# Operator context

The "data" in this demo is the operator context: the two paragraphs that the sharp prompt adds to the generic prompt. These paragraphs describe the situation the strategic analysis should be framed for.

## The operator context used in the demo

```
I'm building a methodology-and-application business at the
intersection of AI craft and operator development. The methodology
is the product I'm developing. The application work is where I prove
it works in practice and where the methodology gets sharpened.

Publishing is one channel of distribution for the methodology,
not my primary product. The strategic question I bring to this
analysis is how AI changes publishing as a distribution channel
for operators with a methodology to teach, not how AI changes
publishing as a primary business.
```

Two paragraphs, each carrying one specificity move. Paragraph 1 names what kind of business is being built and how the parts relate. Paragraph 2 names where the analysis topic (publishing) sits in that business and the specific strategic question being asked. Without paragraph 1, the analysis has no operator. Without paragraph 2, it has an operator but no specific question.

## Why this context works for the demo

The video host (the person running the demo) is actually building this business. The operator context isn't synthesized for demonstration purposes; it's the same context the host would supply when using AI for real strategic work.
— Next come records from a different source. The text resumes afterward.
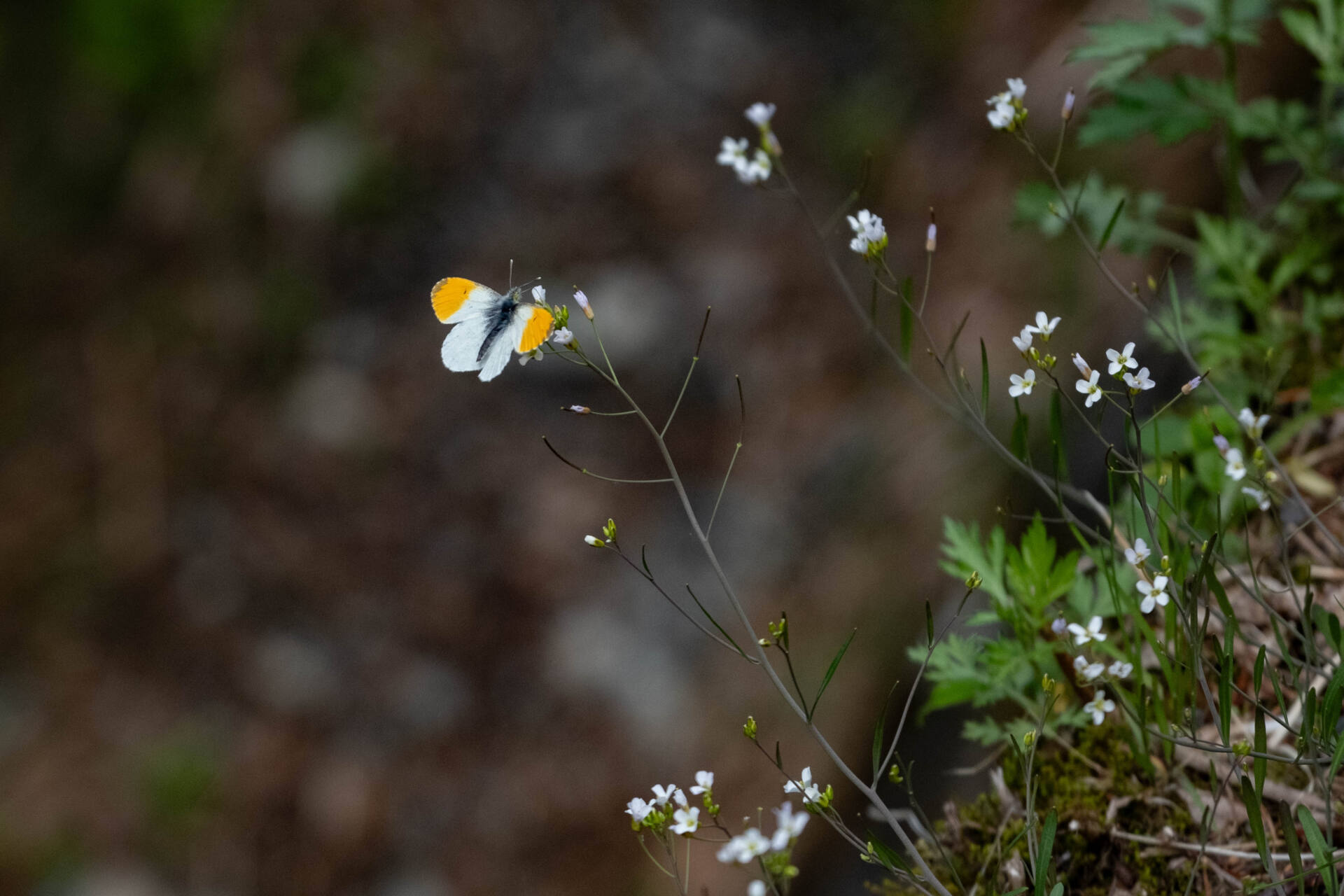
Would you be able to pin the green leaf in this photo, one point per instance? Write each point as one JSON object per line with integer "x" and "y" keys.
{"x": 1047, "y": 846}
{"x": 1110, "y": 225}
{"x": 1288, "y": 828}
{"x": 1164, "y": 109}
{"x": 984, "y": 381}
{"x": 1320, "y": 850}
{"x": 1250, "y": 796}
{"x": 835, "y": 664}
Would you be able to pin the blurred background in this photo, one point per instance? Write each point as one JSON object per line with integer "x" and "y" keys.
{"x": 286, "y": 608}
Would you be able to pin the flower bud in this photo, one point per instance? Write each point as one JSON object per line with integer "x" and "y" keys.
{"x": 582, "y": 300}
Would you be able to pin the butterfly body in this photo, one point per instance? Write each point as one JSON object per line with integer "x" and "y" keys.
{"x": 488, "y": 327}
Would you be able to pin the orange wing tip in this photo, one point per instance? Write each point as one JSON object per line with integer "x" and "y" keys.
{"x": 449, "y": 295}
{"x": 538, "y": 328}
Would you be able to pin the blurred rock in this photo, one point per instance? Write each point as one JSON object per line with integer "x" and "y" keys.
{"x": 293, "y": 675}
{"x": 332, "y": 406}
{"x": 312, "y": 168}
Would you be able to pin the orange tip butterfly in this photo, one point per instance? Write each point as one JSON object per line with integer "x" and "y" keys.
{"x": 488, "y": 327}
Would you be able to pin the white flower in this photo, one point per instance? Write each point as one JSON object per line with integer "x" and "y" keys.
{"x": 1123, "y": 359}
{"x": 1022, "y": 384}
{"x": 1092, "y": 633}
{"x": 790, "y": 825}
{"x": 1154, "y": 594}
{"x": 1100, "y": 707}
{"x": 1002, "y": 115}
{"x": 1091, "y": 388}
{"x": 1044, "y": 326}
{"x": 755, "y": 171}
{"x": 1253, "y": 425}
{"x": 582, "y": 300}
{"x": 760, "y": 113}
{"x": 811, "y": 793}
{"x": 1139, "y": 382}
{"x": 743, "y": 848}
{"x": 733, "y": 152}
{"x": 1023, "y": 340}
{"x": 663, "y": 794}
{"x": 1089, "y": 671}
{"x": 869, "y": 232}
{"x": 687, "y": 820}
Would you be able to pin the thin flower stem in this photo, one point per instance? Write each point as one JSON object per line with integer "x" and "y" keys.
{"x": 587, "y": 472}
{"x": 870, "y": 794}
{"x": 680, "y": 609}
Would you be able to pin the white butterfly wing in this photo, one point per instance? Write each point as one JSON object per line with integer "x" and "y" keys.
{"x": 496, "y": 358}
{"x": 463, "y": 346}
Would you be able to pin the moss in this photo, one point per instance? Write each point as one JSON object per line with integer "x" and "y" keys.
{"x": 1089, "y": 859}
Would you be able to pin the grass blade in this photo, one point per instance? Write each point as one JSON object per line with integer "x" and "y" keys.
{"x": 835, "y": 664}
{"x": 1110, "y": 226}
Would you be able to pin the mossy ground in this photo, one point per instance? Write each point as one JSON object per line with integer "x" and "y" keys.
{"x": 984, "y": 843}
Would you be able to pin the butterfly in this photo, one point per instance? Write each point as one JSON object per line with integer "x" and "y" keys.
{"x": 488, "y": 327}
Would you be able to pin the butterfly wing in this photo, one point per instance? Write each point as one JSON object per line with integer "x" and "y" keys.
{"x": 528, "y": 328}
{"x": 456, "y": 298}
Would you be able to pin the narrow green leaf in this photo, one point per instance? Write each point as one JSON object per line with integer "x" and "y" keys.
{"x": 1110, "y": 226}
{"x": 1260, "y": 763}
{"x": 1018, "y": 441}
{"x": 1336, "y": 761}
{"x": 714, "y": 622}
{"x": 1047, "y": 846}
{"x": 984, "y": 383}
{"x": 889, "y": 856}
{"x": 835, "y": 664}
{"x": 1288, "y": 828}
{"x": 1320, "y": 850}
{"x": 1253, "y": 817}
{"x": 878, "y": 731}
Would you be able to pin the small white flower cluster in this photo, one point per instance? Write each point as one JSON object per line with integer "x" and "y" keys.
{"x": 1007, "y": 112}
{"x": 752, "y": 843}
{"x": 1154, "y": 589}
{"x": 1236, "y": 463}
{"x": 870, "y": 237}
{"x": 1044, "y": 326}
{"x": 1091, "y": 671}
{"x": 757, "y": 167}
{"x": 685, "y": 817}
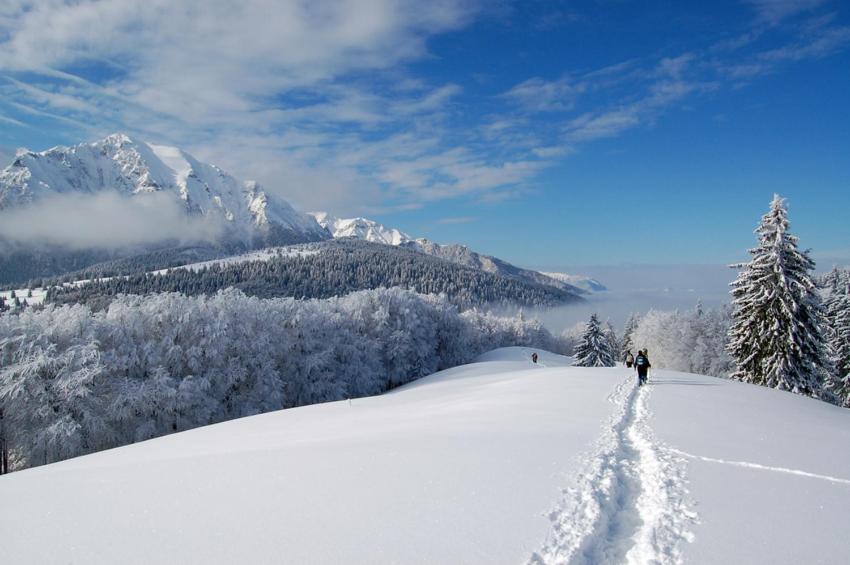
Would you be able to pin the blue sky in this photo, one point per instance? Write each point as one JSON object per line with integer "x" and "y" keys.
{"x": 546, "y": 133}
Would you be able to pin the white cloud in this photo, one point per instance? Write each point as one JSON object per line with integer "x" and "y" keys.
{"x": 539, "y": 95}
{"x": 104, "y": 221}
{"x": 773, "y": 12}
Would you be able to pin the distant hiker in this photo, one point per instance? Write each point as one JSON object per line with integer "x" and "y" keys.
{"x": 642, "y": 366}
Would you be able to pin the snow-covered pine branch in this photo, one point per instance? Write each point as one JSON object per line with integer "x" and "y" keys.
{"x": 595, "y": 347}
{"x": 776, "y": 338}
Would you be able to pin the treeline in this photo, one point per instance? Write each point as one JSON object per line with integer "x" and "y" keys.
{"x": 75, "y": 381}
{"x": 692, "y": 341}
{"x": 698, "y": 341}
{"x": 324, "y": 270}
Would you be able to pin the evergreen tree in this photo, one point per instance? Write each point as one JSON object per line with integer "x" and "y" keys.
{"x": 776, "y": 338}
{"x": 837, "y": 308}
{"x": 594, "y": 349}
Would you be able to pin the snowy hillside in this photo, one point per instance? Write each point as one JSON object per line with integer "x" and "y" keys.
{"x": 369, "y": 230}
{"x": 586, "y": 283}
{"x": 129, "y": 168}
{"x": 501, "y": 461}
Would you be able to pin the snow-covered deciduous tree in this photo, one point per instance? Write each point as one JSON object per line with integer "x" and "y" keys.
{"x": 776, "y": 338}
{"x": 74, "y": 380}
{"x": 690, "y": 341}
{"x": 594, "y": 349}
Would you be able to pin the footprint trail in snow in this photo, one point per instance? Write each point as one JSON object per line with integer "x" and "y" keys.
{"x": 629, "y": 504}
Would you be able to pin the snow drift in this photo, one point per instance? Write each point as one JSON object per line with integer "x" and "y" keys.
{"x": 501, "y": 461}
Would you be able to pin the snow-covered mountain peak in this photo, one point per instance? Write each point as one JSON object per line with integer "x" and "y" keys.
{"x": 361, "y": 228}
{"x": 129, "y": 167}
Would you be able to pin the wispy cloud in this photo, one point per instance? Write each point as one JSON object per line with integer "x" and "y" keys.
{"x": 538, "y": 95}
{"x": 317, "y": 100}
{"x": 774, "y": 11}
{"x": 457, "y": 220}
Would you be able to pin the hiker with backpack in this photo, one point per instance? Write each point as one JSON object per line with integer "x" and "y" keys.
{"x": 642, "y": 366}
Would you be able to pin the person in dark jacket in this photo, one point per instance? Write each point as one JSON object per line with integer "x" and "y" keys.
{"x": 642, "y": 366}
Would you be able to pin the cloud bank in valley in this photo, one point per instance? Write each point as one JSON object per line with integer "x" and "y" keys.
{"x": 104, "y": 221}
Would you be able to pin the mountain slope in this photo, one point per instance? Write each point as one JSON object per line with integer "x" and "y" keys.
{"x": 500, "y": 461}
{"x": 170, "y": 190}
{"x": 587, "y": 283}
{"x": 369, "y": 230}
{"x": 323, "y": 270}
{"x": 130, "y": 168}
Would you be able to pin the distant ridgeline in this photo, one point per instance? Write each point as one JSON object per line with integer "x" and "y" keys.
{"x": 324, "y": 270}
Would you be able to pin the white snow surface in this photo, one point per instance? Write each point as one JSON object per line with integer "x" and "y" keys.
{"x": 361, "y": 228}
{"x": 499, "y": 461}
{"x": 581, "y": 281}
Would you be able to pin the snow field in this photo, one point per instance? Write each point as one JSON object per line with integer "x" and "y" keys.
{"x": 465, "y": 466}
{"x": 629, "y": 504}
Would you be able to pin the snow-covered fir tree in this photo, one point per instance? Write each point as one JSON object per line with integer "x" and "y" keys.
{"x": 594, "y": 349}
{"x": 776, "y": 338}
{"x": 836, "y": 286}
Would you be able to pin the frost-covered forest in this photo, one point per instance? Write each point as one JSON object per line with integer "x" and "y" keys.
{"x": 74, "y": 381}
{"x": 334, "y": 269}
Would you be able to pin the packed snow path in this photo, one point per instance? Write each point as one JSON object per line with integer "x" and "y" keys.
{"x": 629, "y": 505}
{"x": 499, "y": 461}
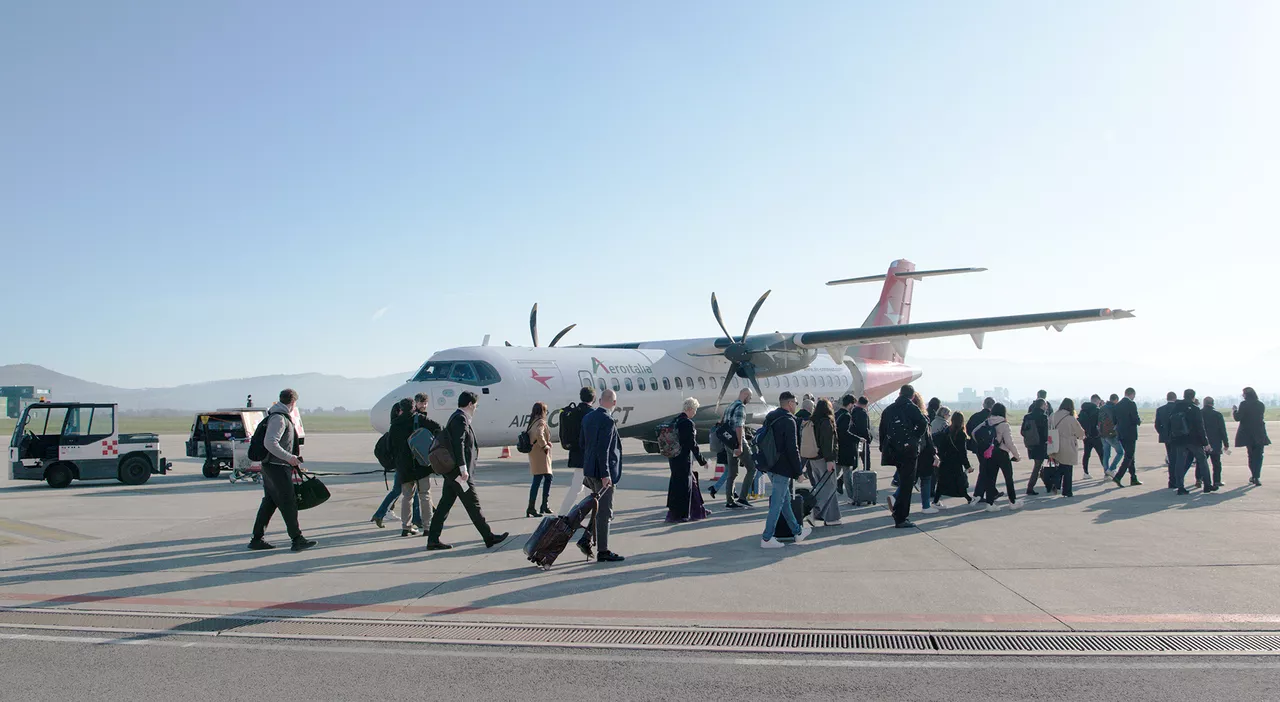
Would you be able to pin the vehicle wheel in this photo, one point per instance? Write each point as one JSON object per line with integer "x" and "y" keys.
{"x": 58, "y": 475}
{"x": 135, "y": 470}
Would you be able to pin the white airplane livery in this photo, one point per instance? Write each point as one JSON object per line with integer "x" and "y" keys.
{"x": 653, "y": 377}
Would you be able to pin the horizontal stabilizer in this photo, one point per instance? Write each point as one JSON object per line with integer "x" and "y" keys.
{"x": 913, "y": 274}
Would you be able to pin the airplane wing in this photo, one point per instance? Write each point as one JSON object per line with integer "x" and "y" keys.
{"x": 976, "y": 328}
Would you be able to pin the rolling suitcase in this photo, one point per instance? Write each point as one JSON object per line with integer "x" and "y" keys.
{"x": 864, "y": 487}
{"x": 553, "y": 533}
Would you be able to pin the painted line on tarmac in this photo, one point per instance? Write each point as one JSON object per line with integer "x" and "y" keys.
{"x": 862, "y": 661}
{"x": 37, "y": 532}
{"x": 574, "y": 614}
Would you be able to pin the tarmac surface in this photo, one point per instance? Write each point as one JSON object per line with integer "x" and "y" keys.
{"x": 193, "y": 670}
{"x": 1110, "y": 559}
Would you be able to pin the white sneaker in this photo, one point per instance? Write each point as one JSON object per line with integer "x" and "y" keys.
{"x": 804, "y": 534}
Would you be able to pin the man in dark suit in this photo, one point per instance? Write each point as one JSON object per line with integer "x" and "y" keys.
{"x": 1162, "y": 432}
{"x": 602, "y": 469}
{"x": 1219, "y": 441}
{"x": 1127, "y": 431}
{"x": 457, "y": 484}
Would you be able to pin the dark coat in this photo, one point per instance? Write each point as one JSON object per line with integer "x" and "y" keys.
{"x": 903, "y": 408}
{"x": 602, "y": 448}
{"x": 1037, "y": 450}
{"x": 398, "y": 433}
{"x": 1125, "y": 414}
{"x": 462, "y": 440}
{"x": 1089, "y": 419}
{"x": 786, "y": 437}
{"x": 1253, "y": 428}
{"x": 1194, "y": 422}
{"x": 1162, "y": 420}
{"x": 1215, "y": 431}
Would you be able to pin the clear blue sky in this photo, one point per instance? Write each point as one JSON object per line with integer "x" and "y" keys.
{"x": 192, "y": 191}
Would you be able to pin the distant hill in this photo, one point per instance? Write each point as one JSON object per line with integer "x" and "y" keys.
{"x": 316, "y": 390}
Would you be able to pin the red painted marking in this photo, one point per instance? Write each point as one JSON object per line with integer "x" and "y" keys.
{"x": 781, "y": 618}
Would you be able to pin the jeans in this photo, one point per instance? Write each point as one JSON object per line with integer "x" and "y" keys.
{"x": 748, "y": 478}
{"x": 926, "y": 491}
{"x": 545, "y": 481}
{"x": 1180, "y": 463}
{"x": 391, "y": 497}
{"x": 780, "y": 505}
{"x": 1256, "y": 461}
{"x": 1109, "y": 447}
{"x": 278, "y": 495}
{"x": 1128, "y": 445}
{"x": 905, "y": 482}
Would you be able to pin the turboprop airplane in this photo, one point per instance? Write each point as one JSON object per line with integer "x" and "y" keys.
{"x": 653, "y": 377}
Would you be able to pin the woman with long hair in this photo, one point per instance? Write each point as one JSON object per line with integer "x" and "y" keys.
{"x": 1068, "y": 434}
{"x": 952, "y": 460}
{"x": 1252, "y": 433}
{"x": 684, "y": 501}
{"x": 539, "y": 457}
{"x": 818, "y": 446}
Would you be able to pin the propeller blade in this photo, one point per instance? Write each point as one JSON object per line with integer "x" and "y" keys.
{"x": 732, "y": 370}
{"x": 750, "y": 318}
{"x": 560, "y": 336}
{"x": 720, "y": 319}
{"x": 750, "y": 375}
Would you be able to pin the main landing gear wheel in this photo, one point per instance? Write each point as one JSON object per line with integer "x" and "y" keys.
{"x": 135, "y": 470}
{"x": 58, "y": 475}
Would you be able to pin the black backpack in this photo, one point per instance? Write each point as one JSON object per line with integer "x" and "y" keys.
{"x": 257, "y": 451}
{"x": 383, "y": 452}
{"x": 571, "y": 425}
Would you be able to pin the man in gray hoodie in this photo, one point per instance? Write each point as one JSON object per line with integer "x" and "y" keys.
{"x": 282, "y": 447}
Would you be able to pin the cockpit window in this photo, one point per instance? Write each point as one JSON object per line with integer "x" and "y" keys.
{"x": 467, "y": 373}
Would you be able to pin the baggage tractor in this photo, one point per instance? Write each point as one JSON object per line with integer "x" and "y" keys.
{"x": 864, "y": 487}
{"x": 553, "y": 533}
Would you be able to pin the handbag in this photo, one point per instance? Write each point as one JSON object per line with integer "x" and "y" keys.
{"x": 310, "y": 492}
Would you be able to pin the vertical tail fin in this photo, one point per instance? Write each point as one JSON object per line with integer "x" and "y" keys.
{"x": 892, "y": 309}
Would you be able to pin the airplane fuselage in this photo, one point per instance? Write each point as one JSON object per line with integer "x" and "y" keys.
{"x": 652, "y": 379}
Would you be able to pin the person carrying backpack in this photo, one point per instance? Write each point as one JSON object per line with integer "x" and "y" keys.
{"x": 1036, "y": 438}
{"x": 571, "y": 441}
{"x": 1184, "y": 431}
{"x": 1000, "y": 452}
{"x": 903, "y": 427}
{"x": 280, "y": 440}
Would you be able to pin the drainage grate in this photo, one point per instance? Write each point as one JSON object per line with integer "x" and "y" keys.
{"x": 737, "y": 641}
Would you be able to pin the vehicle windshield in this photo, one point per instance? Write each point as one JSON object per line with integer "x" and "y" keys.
{"x": 467, "y": 373}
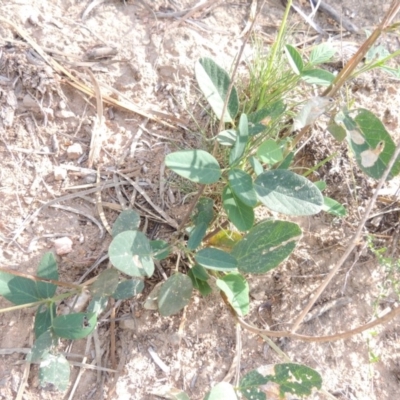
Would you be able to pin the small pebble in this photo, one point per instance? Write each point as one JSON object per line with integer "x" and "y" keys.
{"x": 74, "y": 151}
{"x": 60, "y": 174}
{"x": 63, "y": 246}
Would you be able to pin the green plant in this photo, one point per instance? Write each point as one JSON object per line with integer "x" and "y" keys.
{"x": 250, "y": 165}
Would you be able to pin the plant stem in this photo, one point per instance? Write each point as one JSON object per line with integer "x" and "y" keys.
{"x": 352, "y": 244}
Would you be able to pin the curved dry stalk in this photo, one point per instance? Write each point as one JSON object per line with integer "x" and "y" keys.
{"x": 320, "y": 339}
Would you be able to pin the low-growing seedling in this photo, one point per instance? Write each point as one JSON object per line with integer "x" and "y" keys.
{"x": 250, "y": 165}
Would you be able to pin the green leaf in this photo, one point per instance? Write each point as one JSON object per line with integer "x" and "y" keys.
{"x": 236, "y": 290}
{"x": 222, "y": 390}
{"x": 369, "y": 158}
{"x": 174, "y": 294}
{"x": 216, "y": 259}
{"x": 128, "y": 288}
{"x": 42, "y": 345}
{"x": 97, "y": 304}
{"x": 195, "y": 165}
{"x": 18, "y": 290}
{"x": 241, "y": 140}
{"x": 202, "y": 218}
{"x": 318, "y": 77}
{"x": 105, "y": 284}
{"x": 288, "y": 379}
{"x": 21, "y": 290}
{"x": 266, "y": 246}
{"x": 241, "y": 185}
{"x": 214, "y": 83}
{"x": 322, "y": 53}
{"x": 239, "y": 214}
{"x": 130, "y": 252}
{"x": 269, "y": 152}
{"x": 285, "y": 192}
{"x": 227, "y": 137}
{"x": 43, "y": 318}
{"x": 294, "y": 59}
{"x": 54, "y": 370}
{"x": 256, "y": 165}
{"x": 128, "y": 220}
{"x": 196, "y": 235}
{"x": 202, "y": 286}
{"x": 160, "y": 249}
{"x": 331, "y": 206}
{"x": 74, "y": 326}
{"x": 285, "y": 164}
{"x": 321, "y": 185}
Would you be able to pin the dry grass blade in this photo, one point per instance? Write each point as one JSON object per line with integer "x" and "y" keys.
{"x": 137, "y": 187}
{"x": 126, "y": 104}
{"x": 98, "y": 127}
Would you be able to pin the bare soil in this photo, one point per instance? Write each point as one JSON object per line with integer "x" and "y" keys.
{"x": 41, "y": 116}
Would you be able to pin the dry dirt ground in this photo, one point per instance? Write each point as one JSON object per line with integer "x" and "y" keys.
{"x": 42, "y": 116}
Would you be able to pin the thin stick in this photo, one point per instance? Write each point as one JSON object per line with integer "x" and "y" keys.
{"x": 320, "y": 339}
{"x": 352, "y": 244}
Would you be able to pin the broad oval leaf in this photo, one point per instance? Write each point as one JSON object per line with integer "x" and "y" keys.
{"x": 269, "y": 152}
{"x": 225, "y": 239}
{"x": 160, "y": 249}
{"x": 242, "y": 186}
{"x": 374, "y": 153}
{"x": 256, "y": 165}
{"x": 199, "y": 272}
{"x": 333, "y": 207}
{"x": 128, "y": 288}
{"x": 214, "y": 82}
{"x": 54, "y": 369}
{"x": 294, "y": 59}
{"x": 42, "y": 345}
{"x": 216, "y": 259}
{"x": 236, "y": 290}
{"x": 239, "y": 214}
{"x": 288, "y": 193}
{"x": 105, "y": 284}
{"x": 202, "y": 286}
{"x": 128, "y": 220}
{"x": 74, "y": 326}
{"x": 130, "y": 252}
{"x": 195, "y": 165}
{"x": 221, "y": 391}
{"x": 318, "y": 77}
{"x": 174, "y": 294}
{"x": 18, "y": 290}
{"x": 204, "y": 215}
{"x": 266, "y": 246}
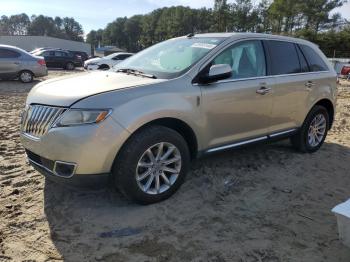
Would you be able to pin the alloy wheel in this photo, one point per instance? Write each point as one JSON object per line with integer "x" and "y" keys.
{"x": 158, "y": 168}
{"x": 317, "y": 130}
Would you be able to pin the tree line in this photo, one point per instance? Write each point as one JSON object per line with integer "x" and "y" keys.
{"x": 309, "y": 19}
{"x": 21, "y": 24}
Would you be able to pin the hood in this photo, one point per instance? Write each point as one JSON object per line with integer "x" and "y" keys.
{"x": 64, "y": 91}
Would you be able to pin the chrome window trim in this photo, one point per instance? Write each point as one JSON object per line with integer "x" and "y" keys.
{"x": 261, "y": 77}
{"x": 231, "y": 43}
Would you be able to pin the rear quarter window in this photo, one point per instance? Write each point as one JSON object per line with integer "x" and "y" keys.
{"x": 283, "y": 58}
{"x": 315, "y": 62}
{"x": 6, "y": 53}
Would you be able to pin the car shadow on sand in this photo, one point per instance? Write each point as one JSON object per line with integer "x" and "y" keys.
{"x": 239, "y": 197}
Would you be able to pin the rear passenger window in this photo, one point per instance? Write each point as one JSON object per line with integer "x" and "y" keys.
{"x": 303, "y": 64}
{"x": 247, "y": 59}
{"x": 284, "y": 58}
{"x": 316, "y": 63}
{"x": 6, "y": 53}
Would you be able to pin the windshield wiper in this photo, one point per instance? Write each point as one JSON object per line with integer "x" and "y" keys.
{"x": 136, "y": 72}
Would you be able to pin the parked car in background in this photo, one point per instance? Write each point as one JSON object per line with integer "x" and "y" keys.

That lived authenticity matters for two reasons:

1. **Operator context that's vague or inauthentic produces vaguer output.** AI amplifies what's there. If the operator context describes a generic situation, AI generic-amplifies it.
2. **The viewer trusts the demo more.** Watching the host engage with output that's actually relevant to their work registers as real strategic engagement, not contrived demonstration. The demo is teaching by doing.

## Adapting the operator context to your own situation

Swap the two paragraphs with your own. The territory move stays as is; wording can be adapted to your topic per the variations in [`prompts.md`](./prompts.md). To make the contrast as visible as possible:

**Be specific about what makes your situation specific.** Generic context produces generic output. Test by asking "could this paragraph describe ten different operators?" If yes, sharpen it.

**Name the tradeoff or decision you're sitting in.** "I'm thinking about marketing" is too generic; "I'm deciding between paid acquisition and content-led growth, with a budget of $50K and a 6-month runway" is specific.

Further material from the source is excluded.